Mais que veut dire l’ajoute : « Et rendez à Dieu ce qui est à Dieu  » ?  C’est quoi rendre à Dieu ce qui lui revient ? On pense évidemment à des prières d’action de grâce, à de belles liturgies, ou à de coûteux sacrifices ! Mais pour Jésus, toute sa vie le montre, rendre à Dieu ce qui est à Dieu ne se fait pas d’abord par des actes religieux mais bien plutôt par une attitude d’attention aux pauvres, c’est-à-dire d’attention à celles et ceux dont Dieu est le plus proche.      

Rappelons-nous l’évocation du Jugement dernier selon Jésus.  Aux uns, il dira : « Entrez dans la joie du Seigneur, car lorsque j'avais faim, vous m'avez donné à manger, quand j'étais malade ou en prison, vous êtes venus me voir, quand j’étais un étranger, vous m’avez accueilli. »  Oui, être attentif à l’autre dans le besoin, c’est avec certitude honorer Dieu !  

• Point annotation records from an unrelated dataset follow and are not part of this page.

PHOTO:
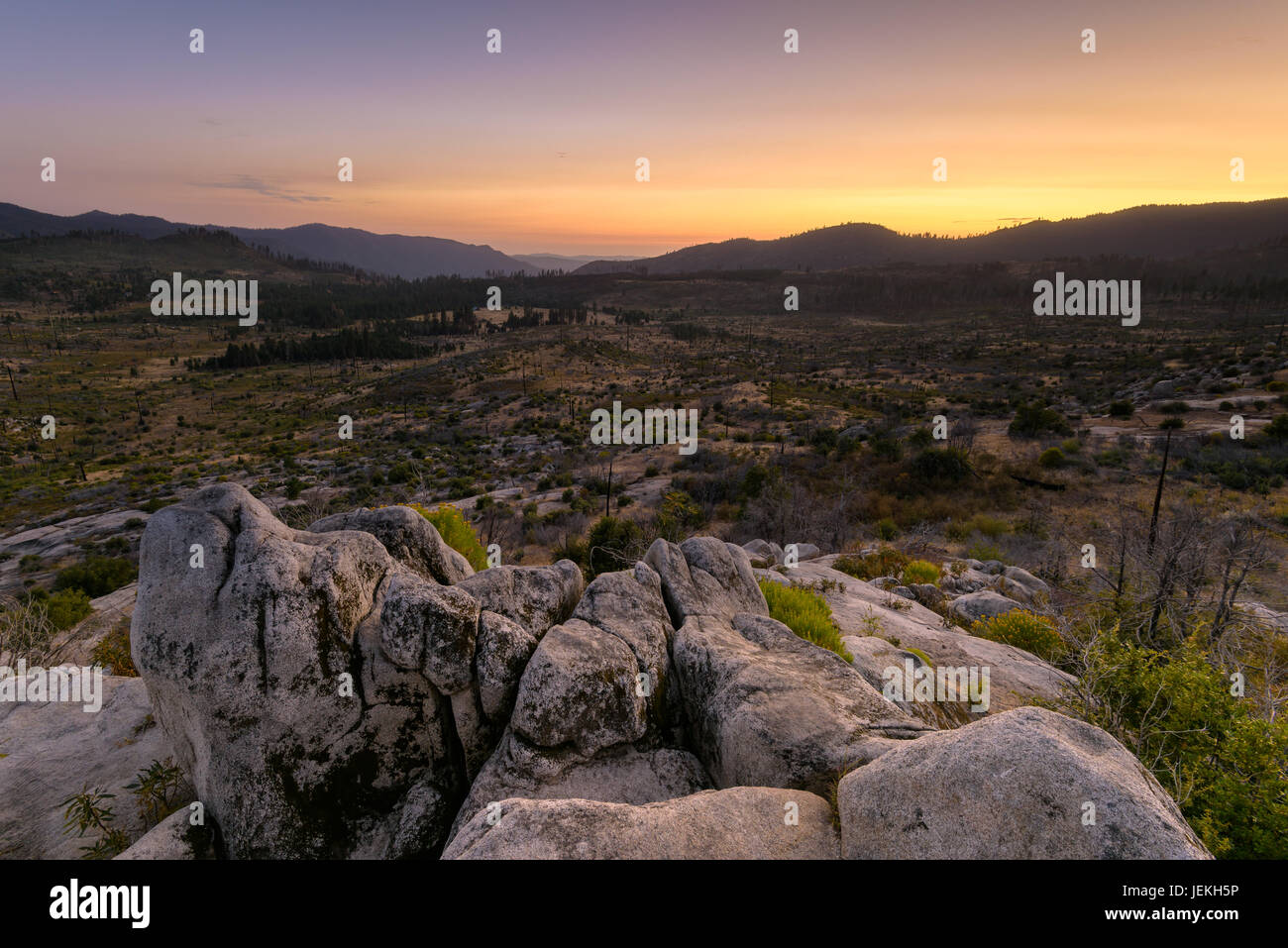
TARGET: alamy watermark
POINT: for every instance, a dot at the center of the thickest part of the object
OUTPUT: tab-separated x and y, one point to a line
648	427
65	685
936	685
179	296
1087	298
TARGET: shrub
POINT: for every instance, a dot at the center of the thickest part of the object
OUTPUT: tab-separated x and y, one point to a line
609	545
1224	766
805	613
159	790
884	562
944	466
68	607
1031	420
984	552
456	532
919	571
1051	458
114	651
1021	629
98	576
1278	428
90	810
26	630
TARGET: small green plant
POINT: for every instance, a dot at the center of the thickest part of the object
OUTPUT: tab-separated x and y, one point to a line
456	532
89	810
805	613
984	552
1021	629
885	562
98	576
112	652
159	790
919	571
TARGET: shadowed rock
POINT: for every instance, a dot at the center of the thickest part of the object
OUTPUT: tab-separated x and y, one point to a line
533	596
1014	786
768	708
738	823
408	537
303	679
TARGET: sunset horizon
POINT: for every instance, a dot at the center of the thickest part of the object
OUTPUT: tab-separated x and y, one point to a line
533	149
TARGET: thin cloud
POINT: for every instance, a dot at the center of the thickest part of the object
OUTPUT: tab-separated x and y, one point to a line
246	181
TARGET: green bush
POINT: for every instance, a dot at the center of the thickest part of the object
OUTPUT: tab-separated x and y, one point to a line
1051	458
919	571
805	613
940	466
97	576
1033	420
68	607
114	651
884	562
1021	629
456	532
609	545
1228	769
984	552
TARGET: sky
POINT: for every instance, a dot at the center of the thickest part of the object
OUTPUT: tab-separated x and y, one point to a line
535	149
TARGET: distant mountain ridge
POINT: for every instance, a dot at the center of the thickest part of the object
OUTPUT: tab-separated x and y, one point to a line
1159	231
377	253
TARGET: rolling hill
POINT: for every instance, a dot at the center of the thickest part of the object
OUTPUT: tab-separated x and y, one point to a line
1158	231
390	254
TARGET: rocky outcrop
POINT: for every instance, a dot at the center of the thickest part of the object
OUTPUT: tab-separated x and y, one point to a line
536	597
52	750
704	576
983	604
737	823
769	708
323	702
1017	678
175	837
1024	785
330	697
408	537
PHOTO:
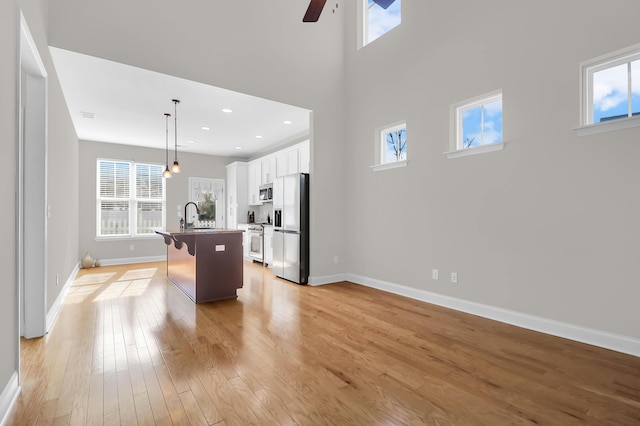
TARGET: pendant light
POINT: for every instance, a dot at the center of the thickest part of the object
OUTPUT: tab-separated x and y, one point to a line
167	173
175	168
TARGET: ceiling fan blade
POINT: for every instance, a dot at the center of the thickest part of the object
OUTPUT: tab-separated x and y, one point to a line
384	3
314	10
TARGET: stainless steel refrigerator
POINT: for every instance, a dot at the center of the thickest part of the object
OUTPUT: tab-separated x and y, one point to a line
291	227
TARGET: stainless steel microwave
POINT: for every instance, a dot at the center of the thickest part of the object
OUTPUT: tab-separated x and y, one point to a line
266	193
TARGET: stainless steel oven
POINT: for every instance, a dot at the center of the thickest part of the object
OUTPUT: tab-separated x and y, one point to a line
256	243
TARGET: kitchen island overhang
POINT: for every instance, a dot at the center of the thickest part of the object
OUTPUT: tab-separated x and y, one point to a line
206	264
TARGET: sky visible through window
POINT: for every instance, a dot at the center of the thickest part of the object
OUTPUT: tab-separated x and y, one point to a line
611	92
382	20
482	127
395	145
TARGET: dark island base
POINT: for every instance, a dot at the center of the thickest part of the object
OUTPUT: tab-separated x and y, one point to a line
206	266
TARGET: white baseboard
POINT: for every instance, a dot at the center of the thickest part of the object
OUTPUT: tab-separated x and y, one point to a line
8	398
327	279
130	260
589	336
52	315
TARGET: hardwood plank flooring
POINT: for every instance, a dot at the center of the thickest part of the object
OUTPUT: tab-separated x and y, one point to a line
129	348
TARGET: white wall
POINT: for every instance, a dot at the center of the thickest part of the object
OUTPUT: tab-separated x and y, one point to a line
9	25
62	175
548	226
177	192
255	47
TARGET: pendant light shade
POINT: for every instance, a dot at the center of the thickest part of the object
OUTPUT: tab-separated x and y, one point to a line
175	168
167	173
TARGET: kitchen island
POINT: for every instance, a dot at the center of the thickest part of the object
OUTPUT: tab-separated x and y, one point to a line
206	264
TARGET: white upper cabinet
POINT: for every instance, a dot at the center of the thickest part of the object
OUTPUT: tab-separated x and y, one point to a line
268	169
304	155
255	180
236	204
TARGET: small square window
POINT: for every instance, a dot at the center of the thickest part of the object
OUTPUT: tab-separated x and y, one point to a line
610	88
391	146
394	144
379	17
477	125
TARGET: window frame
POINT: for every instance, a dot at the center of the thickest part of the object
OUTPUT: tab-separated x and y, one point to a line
380	147
457	110
363	23
132	200
587	70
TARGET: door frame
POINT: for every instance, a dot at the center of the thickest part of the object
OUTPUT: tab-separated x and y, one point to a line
31	198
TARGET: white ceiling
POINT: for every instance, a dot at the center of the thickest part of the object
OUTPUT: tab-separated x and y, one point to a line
128	106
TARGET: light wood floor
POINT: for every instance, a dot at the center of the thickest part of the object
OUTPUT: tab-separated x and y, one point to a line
128	348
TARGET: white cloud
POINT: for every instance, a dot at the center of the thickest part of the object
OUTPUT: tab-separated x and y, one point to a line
490	134
381	20
610	87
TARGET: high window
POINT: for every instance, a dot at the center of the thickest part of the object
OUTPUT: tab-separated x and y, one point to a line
380	16
611	91
130	198
391	146
477	124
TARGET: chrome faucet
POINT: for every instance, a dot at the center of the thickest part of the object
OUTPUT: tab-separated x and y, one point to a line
186	224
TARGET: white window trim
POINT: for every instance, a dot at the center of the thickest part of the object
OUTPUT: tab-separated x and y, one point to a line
363	24
587	69
497	146
387	166
455	129
133	204
379	148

Le jour où, après sa restauration,  nous avons inauguré l’église paroissiale, j’ai cité dans mon propos de circonstance un grand personnage de la tradition chrétienne, saint Jean Chrysostome. Au 4e siècle, il écrivait : « Tu veux honorer le Corps du Christ ? Ne le méprise pas lorsqu’il est nu. Ne l’honore pas ici dans l’église par des tissus de soie, tandis que tu le laisses dehors souffrir du froid et du manque de vêtements… ». Une fois de plus, la bonne nouvelle qu’apporte un récit à première vue assez simple, nous conduit à des questions essentielles.